Raising Cane’s "one love" is chicken tenders
Since the company’s founding in 1996, Raising Cane’s has opened 308 restaurants where the menu is limited to chicken tender meals. The limited menu hasn’t hindered system-wide sales, which have grown by 29 percent (CAGR) 2011 to 2016 (projected). Sales in 2015 were $750 million.
Raising’s Cane’s has experienced 29 percent CAGR from 2011 to 2016.
The Baton Rouge, Louisianna-based chicken tenders chain, in fact, has made the limited menu its strength. “The limited menu drives throughput at the restaurant locations,” Chris Chang told listeners at the Chicken Marketing Summit.

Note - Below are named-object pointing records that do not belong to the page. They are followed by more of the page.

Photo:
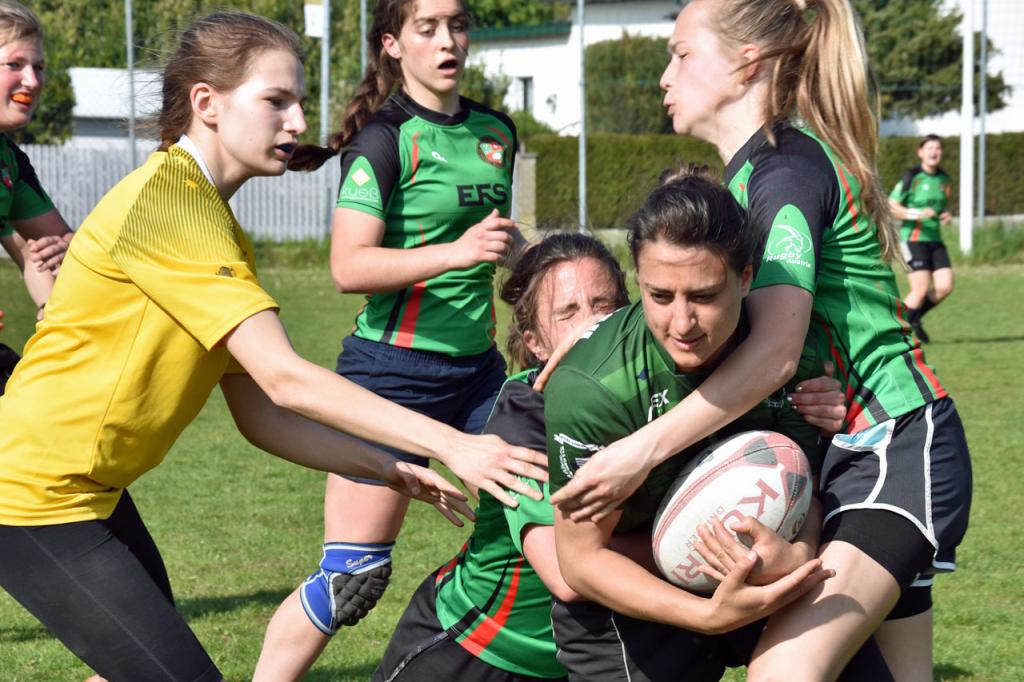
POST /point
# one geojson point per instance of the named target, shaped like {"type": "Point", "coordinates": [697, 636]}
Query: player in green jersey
{"type": "Point", "coordinates": [487, 611]}
{"type": "Point", "coordinates": [32, 230]}
{"type": "Point", "coordinates": [896, 487]}
{"type": "Point", "coordinates": [420, 224]}
{"type": "Point", "coordinates": [920, 200]}
{"type": "Point", "coordinates": [693, 259]}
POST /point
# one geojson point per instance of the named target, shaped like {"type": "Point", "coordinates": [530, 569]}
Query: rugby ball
{"type": "Point", "coordinates": [757, 473]}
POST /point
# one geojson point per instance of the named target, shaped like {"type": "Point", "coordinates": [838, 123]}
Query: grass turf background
{"type": "Point", "coordinates": [239, 528]}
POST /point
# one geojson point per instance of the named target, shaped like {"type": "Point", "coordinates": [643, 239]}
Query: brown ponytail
{"type": "Point", "coordinates": [383, 73]}
{"type": "Point", "coordinates": [815, 50]}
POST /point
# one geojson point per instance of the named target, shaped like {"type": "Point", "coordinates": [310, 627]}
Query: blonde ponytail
{"type": "Point", "coordinates": [815, 50]}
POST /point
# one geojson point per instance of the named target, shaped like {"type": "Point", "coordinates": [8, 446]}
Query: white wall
{"type": "Point", "coordinates": [554, 62]}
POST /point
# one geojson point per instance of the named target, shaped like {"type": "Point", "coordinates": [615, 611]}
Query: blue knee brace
{"type": "Point", "coordinates": [350, 580]}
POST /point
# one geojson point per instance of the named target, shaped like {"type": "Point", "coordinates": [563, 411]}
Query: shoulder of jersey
{"type": "Point", "coordinates": [501, 116]}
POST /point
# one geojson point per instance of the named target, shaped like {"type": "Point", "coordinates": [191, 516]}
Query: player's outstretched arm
{"type": "Point", "coordinates": [261, 346]}
{"type": "Point", "coordinates": [360, 264]}
{"type": "Point", "coordinates": [765, 360]}
{"type": "Point", "coordinates": [298, 439]}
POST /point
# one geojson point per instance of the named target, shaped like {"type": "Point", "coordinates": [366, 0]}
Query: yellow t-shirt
{"type": "Point", "coordinates": [158, 274]}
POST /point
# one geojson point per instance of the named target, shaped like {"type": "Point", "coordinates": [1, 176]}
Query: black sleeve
{"type": "Point", "coordinates": [798, 175]}
{"type": "Point", "coordinates": [378, 143]}
{"type": "Point", "coordinates": [517, 417]}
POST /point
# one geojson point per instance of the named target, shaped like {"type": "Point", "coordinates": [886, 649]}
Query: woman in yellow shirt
{"type": "Point", "coordinates": [158, 302]}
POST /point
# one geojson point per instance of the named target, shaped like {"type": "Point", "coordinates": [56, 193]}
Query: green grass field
{"type": "Point", "coordinates": [239, 528]}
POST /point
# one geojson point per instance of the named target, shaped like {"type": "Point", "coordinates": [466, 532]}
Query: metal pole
{"type": "Point", "coordinates": [326, 109]}
{"type": "Point", "coordinates": [363, 38]}
{"type": "Point", "coordinates": [583, 122]}
{"type": "Point", "coordinates": [130, 47]}
{"type": "Point", "coordinates": [967, 131]}
{"type": "Point", "coordinates": [982, 112]}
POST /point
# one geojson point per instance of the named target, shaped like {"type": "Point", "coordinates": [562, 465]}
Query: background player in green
{"type": "Point", "coordinates": [488, 609]}
{"type": "Point", "coordinates": [31, 228]}
{"type": "Point", "coordinates": [419, 226]}
{"type": "Point", "coordinates": [739, 72]}
{"type": "Point", "coordinates": [920, 200]}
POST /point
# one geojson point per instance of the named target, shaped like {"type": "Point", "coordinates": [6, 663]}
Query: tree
{"type": "Point", "coordinates": [914, 48]}
{"type": "Point", "coordinates": [623, 94]}
{"type": "Point", "coordinates": [517, 12]}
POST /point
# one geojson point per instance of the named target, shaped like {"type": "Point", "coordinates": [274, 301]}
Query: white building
{"type": "Point", "coordinates": [102, 104]}
{"type": "Point", "coordinates": [543, 61]}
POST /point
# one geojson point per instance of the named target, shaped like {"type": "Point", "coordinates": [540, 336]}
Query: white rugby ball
{"type": "Point", "coordinates": [757, 473]}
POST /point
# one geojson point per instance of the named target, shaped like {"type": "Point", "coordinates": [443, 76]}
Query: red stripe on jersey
{"type": "Point", "coordinates": [407, 330]}
{"type": "Point", "coordinates": [477, 640]}
{"type": "Point", "coordinates": [443, 570]}
{"type": "Point", "coordinates": [416, 157]}
{"type": "Point", "coordinates": [849, 196]}
{"type": "Point", "coordinates": [919, 361]}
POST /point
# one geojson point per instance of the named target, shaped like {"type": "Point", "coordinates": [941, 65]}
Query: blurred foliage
{"type": "Point", "coordinates": [517, 12]}
{"type": "Point", "coordinates": [623, 94]}
{"type": "Point", "coordinates": [915, 49]}
{"type": "Point", "coordinates": [623, 168]}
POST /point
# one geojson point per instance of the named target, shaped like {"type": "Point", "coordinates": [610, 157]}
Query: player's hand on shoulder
{"type": "Point", "coordinates": [489, 241]}
{"type": "Point", "coordinates": [422, 483]}
{"type": "Point", "coordinates": [605, 481]}
{"type": "Point", "coordinates": [47, 252]}
{"type": "Point", "coordinates": [820, 401]}
{"type": "Point", "coordinates": [487, 463]}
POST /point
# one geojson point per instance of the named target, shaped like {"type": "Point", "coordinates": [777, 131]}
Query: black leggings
{"type": "Point", "coordinates": [101, 589]}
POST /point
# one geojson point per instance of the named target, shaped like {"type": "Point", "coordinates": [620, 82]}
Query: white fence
{"type": "Point", "coordinates": [289, 208]}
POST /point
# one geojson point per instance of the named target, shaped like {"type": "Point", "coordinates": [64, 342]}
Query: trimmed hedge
{"type": "Point", "coordinates": [622, 169]}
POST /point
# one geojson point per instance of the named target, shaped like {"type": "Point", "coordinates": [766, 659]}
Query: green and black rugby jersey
{"type": "Point", "coordinates": [20, 194]}
{"type": "Point", "coordinates": [918, 189]}
{"type": "Point", "coordinates": [817, 238]}
{"type": "Point", "coordinates": [489, 599]}
{"type": "Point", "coordinates": [616, 379]}
{"type": "Point", "coordinates": [429, 177]}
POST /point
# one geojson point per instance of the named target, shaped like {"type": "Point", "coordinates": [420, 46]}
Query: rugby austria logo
{"type": "Point", "coordinates": [788, 244]}
{"type": "Point", "coordinates": [492, 152]}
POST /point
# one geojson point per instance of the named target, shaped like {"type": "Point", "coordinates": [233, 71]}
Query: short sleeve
{"type": "Point", "coordinates": [791, 205]}
{"type": "Point", "coordinates": [582, 418]}
{"type": "Point", "coordinates": [30, 200]}
{"type": "Point", "coordinates": [187, 258]}
{"type": "Point", "coordinates": [371, 167]}
{"type": "Point", "coordinates": [529, 512]}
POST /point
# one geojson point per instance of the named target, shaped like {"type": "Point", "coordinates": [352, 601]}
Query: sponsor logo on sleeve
{"type": "Point", "coordinates": [360, 185]}
{"type": "Point", "coordinates": [568, 466]}
{"type": "Point", "coordinates": [790, 240]}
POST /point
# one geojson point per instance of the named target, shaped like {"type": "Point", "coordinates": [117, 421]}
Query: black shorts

Unit volume at Raising Cane’s at $2.7 million is second only to Chick-fil-A in the QSR category. Same restaurant sales (SRS) over 30 consecutive quarters are 7.5 percent compared to the 1.6 percent average for the QSR industry.
“At peak restaurant hours a Raising Cane’s kitchen is able to produce a tremendous amount of entrees,” he said. “What can be perceived as a competitive disadvantage – the limited number of menu items – can become an advantage if there is enough demand, and this is what we are able to do.”
Asked if Raising Cane’s might broaden the menu, Chang said, “We try to not get distracted with innovating our menu at the same time we are trying to expand geographically both domestically and internationally.”
The number of Raising Cane’s restaurants has risen from 119 in 2011 to 308 in 2016. The company’s plans include raising the number of restaurants to 600 and sales to $1.5 billion.
“Raising Cane’s has a tremendous opportunity for menu expansion,” Chang continued. “The first opportunity would be to open for breakfast, and we can easily add a desert to the menu.”
Planning future supplies of chicken tenders
Raising Cane’s currently purchases 100 percent natural fall tenders in the 46- to 65-gram range, but the company is evaluating alternative supplies for continued growth. Pilots are under way for the supply of trimmed, portioned, marinated tenders. The company currently marinates all of its tenders in-house.
Future supplies of tenders might also include frozen tenders (currently all supplies are fresh) and internationally sourced supplies. Adding breast meat to the menu is also under consideration.
Online grocery is opportunity in premium poultry
FreshDirect estimates it has 41 percent market share in the online grocery business in New York with Peapod its closest rival at 23 percent. The online grocer focuses on differentiating itself by having a better supply chain to offer greater variety of fresher sustainable products.
FreshDirect has an estimated 41 percent of online grocery sales in the New York City market area.
“FreshDirect offers extreme breadth and depth in its product assortment,” said Stefan Oellinger, the company’s category merchant for sourcing of meat and poultry.
“We offer everything from conventional chicken to ultra-premium air-chilled organic chicken, which is humanely harvested. Every attribute that you can throw at it the customers will buy,” he said.
Oellinger said the online grocery business brings greater opportunity for marketing and sales of premium poultry products. “There is more sales and marketing opportunity at the high end,” he said.
Differentiation in product variety continues to produce incremental sales at FreshDirect, he noted.
“Our fastest growing category now is kosher organic chicken. Many buyers – not traditional kosher buyers – simply perceive it as being higher quality or cleaner or better,” he said.
“There is a lot of opportunity to promote chicken without necessarily promoting based on price,” he said.